Landmark case clips Sars’ wings

In a landmark judgement in the Gaertner case, delivered by Judge Rogers on April 8 this year in the Western Cape High Court, the farreaching draconian powers of the Commissioner for the South African Revenue Services’ Customs and Excise component were drastically reduced. The provisions of sections 4(4)(a)(i) to (ii), 4(4)(b) and 4(5) to (6) of the Customs and Excise Act No. 91 of 1964 were found to be constitutionally invalid. Importantly Sars’ counsel conceded that the section was unconstitutional and so the case cannot be taken on appeal. The finding of unconstitutionality was not made retrospective and has been suspended for 18 months to allow Sars to make suitable amendments to the legislation. However, in the interim, the legislation has been substantively amended by the Court, which has ruled how section 4 must be read in the interim, effectively amending the relevant subsections. Prior to the judgement, Customs officers enjoyed wide-ranging search and seizure powers without having to obtain a warrant from a suitable judicial officer, even in the case of searching private homes. The effect of the judgement is that currently only routine searches may be conducted without warrant and only non-routine searches may be conducted without warrant at “designated premises” which include transit sheds, container terminals, any premises in respect of which a licence has been issued, and rebate stores.
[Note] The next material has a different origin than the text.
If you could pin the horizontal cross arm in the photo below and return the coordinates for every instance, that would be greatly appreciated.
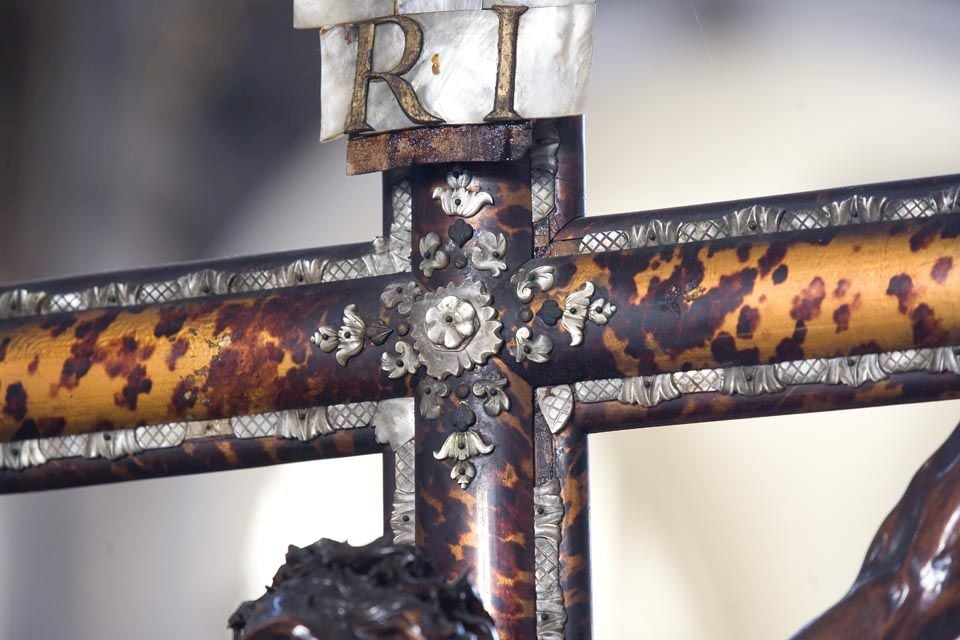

Non-routine and routine searches have been defined as follows: “‘non-routine search means a search which an officer has decided to conduct because a suspicion exists that a contravention of the Act has occurred and because the officer suspects that information pertaining to such contravention may be discovered if the premises in question are searched; routine search means any search, inspection or examination other than a non-routine search.”